More than 103,000 Nicaraguans left the country between January and May 2022, an unprecedented number in Nicaragua’s recent history. This number only includes data from those who arrived in the United States and Costa Rica, the two main destinations for Nicaraguan migrants.
In May, US Customs and Border Protection recorded a record number of Nicaraguans apprehended at US borders in a single month: 18,998. So far in 2022, there have been 72,699 captures of Nicaraguan migrants.
In Costa Rica, between January and May, migration authorities received 30,795 new refugee applications from Nicaraguans, according to data provided by Manuel Orozco, migration specialist and Inter-American Dialogue researcher. Orozco points out that Nicaraguans arriving in these two countries typically account for 90% of all migration from Nicaragua.

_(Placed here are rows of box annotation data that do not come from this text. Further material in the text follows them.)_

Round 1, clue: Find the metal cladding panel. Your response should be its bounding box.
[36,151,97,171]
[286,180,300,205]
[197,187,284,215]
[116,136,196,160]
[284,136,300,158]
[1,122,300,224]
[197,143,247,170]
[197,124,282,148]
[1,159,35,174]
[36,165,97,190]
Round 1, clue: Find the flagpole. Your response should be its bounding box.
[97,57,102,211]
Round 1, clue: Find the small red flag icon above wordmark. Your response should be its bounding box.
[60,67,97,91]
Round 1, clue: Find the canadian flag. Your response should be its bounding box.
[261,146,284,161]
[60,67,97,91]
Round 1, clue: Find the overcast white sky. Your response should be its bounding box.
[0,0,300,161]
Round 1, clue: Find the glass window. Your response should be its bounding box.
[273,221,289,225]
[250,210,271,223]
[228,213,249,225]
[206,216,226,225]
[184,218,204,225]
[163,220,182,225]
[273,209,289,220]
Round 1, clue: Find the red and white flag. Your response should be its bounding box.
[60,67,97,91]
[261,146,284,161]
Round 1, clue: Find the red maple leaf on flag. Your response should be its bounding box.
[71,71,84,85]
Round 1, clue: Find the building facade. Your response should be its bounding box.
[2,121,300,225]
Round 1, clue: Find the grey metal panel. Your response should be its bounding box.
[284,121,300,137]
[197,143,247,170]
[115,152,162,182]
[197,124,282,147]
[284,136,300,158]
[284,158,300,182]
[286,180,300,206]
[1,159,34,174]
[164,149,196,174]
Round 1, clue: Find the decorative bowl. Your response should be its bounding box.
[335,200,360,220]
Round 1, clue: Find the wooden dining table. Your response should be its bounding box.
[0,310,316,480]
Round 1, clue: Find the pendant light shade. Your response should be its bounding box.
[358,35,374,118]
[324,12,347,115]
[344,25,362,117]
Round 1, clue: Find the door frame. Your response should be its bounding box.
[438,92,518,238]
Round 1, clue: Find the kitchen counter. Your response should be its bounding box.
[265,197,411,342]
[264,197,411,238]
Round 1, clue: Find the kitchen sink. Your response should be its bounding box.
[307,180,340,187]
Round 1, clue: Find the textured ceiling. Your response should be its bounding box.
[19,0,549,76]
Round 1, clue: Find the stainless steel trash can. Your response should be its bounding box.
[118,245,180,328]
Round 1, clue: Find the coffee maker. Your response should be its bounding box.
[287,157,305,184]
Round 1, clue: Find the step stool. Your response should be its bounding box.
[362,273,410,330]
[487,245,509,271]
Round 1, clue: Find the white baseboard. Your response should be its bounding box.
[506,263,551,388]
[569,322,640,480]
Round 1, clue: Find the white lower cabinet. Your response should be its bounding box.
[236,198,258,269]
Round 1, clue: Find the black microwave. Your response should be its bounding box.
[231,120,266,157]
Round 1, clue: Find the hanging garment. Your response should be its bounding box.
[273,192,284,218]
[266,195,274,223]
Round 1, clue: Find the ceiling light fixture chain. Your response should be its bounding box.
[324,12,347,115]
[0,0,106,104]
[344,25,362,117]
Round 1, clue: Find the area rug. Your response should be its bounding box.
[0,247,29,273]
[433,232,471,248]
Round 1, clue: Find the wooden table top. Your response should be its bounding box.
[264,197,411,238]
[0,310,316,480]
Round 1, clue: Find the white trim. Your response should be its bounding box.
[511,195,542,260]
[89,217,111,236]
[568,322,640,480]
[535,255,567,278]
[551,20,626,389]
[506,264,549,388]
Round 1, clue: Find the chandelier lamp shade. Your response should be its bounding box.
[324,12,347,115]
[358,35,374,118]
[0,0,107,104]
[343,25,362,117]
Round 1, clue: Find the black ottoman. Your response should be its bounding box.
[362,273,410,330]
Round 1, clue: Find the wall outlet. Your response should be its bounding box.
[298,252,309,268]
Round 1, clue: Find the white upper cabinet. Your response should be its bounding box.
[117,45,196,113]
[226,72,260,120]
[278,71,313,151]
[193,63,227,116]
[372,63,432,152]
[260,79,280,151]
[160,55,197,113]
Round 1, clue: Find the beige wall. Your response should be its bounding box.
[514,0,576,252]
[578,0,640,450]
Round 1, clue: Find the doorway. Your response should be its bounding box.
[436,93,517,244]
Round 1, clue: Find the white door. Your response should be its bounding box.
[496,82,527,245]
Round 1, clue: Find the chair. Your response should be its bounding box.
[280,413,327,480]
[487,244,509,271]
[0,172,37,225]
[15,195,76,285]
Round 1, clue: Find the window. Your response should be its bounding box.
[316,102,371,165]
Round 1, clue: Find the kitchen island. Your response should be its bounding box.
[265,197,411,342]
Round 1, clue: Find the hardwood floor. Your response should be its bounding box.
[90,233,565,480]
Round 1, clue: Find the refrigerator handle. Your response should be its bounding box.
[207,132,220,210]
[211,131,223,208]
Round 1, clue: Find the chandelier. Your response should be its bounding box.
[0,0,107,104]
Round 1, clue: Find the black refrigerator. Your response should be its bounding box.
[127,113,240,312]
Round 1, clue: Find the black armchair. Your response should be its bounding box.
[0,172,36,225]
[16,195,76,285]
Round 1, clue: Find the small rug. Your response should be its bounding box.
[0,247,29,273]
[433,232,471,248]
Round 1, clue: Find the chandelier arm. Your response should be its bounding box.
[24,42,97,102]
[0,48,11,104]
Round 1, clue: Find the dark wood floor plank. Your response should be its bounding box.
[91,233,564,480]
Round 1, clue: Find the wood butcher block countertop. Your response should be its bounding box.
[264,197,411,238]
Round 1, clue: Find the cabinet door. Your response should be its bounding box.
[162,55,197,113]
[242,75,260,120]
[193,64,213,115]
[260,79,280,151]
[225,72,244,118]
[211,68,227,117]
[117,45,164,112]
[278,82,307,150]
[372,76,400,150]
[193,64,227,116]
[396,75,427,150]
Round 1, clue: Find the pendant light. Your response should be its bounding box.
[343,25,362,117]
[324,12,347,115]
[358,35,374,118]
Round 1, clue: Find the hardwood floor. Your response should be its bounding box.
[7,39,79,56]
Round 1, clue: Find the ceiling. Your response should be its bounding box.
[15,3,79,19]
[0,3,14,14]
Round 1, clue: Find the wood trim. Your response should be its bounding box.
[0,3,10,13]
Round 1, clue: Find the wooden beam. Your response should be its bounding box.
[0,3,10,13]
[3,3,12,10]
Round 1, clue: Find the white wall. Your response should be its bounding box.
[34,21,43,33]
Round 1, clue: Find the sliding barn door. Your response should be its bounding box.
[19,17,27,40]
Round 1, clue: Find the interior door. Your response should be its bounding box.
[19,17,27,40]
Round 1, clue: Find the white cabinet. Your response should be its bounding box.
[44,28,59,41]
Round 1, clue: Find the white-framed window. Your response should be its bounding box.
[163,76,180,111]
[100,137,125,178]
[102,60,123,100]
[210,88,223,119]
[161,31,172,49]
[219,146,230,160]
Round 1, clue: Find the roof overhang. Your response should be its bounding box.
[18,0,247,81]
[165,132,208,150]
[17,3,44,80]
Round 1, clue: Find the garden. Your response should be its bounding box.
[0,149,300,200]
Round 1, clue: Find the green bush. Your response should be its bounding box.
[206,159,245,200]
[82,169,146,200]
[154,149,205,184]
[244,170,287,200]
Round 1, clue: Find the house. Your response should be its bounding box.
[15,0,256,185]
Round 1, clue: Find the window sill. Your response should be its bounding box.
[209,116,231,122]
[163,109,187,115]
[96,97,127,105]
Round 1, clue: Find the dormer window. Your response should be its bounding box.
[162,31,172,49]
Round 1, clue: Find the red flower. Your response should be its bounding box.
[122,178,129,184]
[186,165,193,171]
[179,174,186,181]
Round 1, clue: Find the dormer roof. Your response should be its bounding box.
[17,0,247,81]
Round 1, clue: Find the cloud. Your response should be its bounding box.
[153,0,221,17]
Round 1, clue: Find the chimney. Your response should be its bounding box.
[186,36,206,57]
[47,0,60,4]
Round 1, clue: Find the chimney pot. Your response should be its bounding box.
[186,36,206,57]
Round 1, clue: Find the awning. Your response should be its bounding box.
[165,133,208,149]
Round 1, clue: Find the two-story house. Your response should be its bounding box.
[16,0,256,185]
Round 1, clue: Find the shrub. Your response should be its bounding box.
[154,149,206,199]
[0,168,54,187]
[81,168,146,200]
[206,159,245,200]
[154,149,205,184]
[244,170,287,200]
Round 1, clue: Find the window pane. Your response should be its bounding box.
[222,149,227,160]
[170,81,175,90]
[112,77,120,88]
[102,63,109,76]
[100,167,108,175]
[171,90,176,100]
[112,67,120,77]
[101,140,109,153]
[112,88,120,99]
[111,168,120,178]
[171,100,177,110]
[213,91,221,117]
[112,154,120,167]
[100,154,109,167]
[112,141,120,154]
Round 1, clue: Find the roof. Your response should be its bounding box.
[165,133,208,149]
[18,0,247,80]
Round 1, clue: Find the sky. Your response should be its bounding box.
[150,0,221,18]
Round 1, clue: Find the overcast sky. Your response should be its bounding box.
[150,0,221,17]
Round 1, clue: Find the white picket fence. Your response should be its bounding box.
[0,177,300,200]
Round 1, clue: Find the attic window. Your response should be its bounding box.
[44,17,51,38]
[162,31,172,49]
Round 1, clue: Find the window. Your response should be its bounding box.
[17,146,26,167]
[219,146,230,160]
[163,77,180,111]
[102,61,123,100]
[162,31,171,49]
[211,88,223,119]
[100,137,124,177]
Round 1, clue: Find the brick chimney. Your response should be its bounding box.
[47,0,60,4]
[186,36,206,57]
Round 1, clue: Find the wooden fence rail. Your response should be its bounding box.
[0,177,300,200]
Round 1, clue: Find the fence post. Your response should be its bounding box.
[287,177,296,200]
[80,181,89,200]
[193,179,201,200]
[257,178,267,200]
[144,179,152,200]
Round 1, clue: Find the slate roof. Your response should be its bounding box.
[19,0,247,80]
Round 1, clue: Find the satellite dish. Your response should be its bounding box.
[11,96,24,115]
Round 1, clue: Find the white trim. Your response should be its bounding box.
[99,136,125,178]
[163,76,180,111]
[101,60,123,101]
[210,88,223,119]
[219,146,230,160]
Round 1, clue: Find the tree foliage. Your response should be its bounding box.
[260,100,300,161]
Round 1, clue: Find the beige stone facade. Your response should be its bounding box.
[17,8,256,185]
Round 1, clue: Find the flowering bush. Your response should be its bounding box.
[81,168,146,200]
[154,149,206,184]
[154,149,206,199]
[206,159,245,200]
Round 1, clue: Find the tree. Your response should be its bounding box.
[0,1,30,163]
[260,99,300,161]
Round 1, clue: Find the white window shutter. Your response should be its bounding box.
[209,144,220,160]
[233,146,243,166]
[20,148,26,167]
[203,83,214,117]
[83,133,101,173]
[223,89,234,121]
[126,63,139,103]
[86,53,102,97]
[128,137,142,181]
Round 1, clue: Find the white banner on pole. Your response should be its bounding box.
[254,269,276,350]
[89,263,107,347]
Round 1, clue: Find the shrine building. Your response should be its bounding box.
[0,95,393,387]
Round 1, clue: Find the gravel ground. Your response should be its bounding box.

“Even with a return of 15%, we are talking that between 2020 and 2022, 400,000 people will have left Nicaragua,” explains Orozco. To illustrate the magnitude of the increase in the departure of Nicaraguans, he explains that, considering that the annual growth of the Nicaraguan population is 1.2% according to the World Bank – around 78,000 per year -, we can say that there are more people leaving the country than being born.
Nicaragua has always been a country of migrants. For decades, Nicaraguans have left due to political instability, natural disasters and lack of opportunity.
The main destinations were Costa Rica, where, according to official figures, 300,000 Nicas live; the United States, home to some 460,000 Nicas; and Spain with 60,000. However, Orozco points out, there is currently an accelerated growth never seen before, with the highest numbers in Nicaragua’s contemporary history, even greater than during the civil war of the 1980s.
Origen: Ortega’s repression
The current increase in Nicaraguan migration has its roots in the socio-political crisis of 2018, which not only remains unresolved, but has worsened due to state repression, continued human rights abuses, the lack of civil liberties and the consolidation of the dictatorship. by Daniel Ortega and Rosario Murillo.
Between 2018 and 2019, tens of thousands of Nicaraguans left during the bloodiest months of the repression ordered by the Ortega-Murillo regime to crush a massive citizen rebellion demanding democracy, justice and human rights.
In 2020, due to the coronavirus pandemic and the closure of borders in almost all countries of the hemisphere, the migratory flow has decreased.
In mid-2021, when the government unleashed a new wave of repression ahead of the general elections in November that year, the number of people leaving Nicaragua increased again, amid arbitrary arrests and political prosecutions against seven opposition presidential candidates, civic leaders, farmers, businessmen, journalists and human rights defenders who remain in prison. In total, at least 120,000 Nicaraguans left the country in 2021.
The migratory flow of the first months of 2022 is already almost equal to the total amount of last year. “If the trend continues, and there are 225,000 (new migrants) by the end of December 2022, it will be 3.3% of the population”, in a year, projects Orozco.
Added to the socio-political crisis is a difficult economic situation faced by Nicaraguans, including unemployment, the high cost of living and an economy that has not recovered from the recession and economic downturn of the past four years, product of the crisis and the ravages of the pandemic. Currently, the population is also facing further increases in fuel and food prices, due to Russia’s invasion of Ukraine.
Figures similar to the “Northern Triangle”
For decades, the majority of Central American migrants heading to the United States came from the so-called “Northern Triangle” of Central America: Guatemala, El Salvador and Honduras. Today, the number of Nicaraguans arriving at the US border increasingly resembles that of Hondurans (78,411) and Guatemalans (95,293); and is higher than that of Salvadorans (38,997) over the same period from January to May 2022.
Meanwhile, since 2018, Costa Rica has racked up a total of 130,000 asylum applications from Nicaraguans, said Costa Rican Foreign Minister Arnoldo André Tinoco, who said this week that the migration issue is ” a very high priority” for the government’s foreign policy. of President Rodrigo Chaves, who took office in May.
Tinoco explained that the international cooperation that Costa Rica has received to provide assistance to refugees and asylum seekers has been “insufficient” and that, as the Ministry of Foreign Affairs, they have proposed to adopt strategies to seek further international financial support.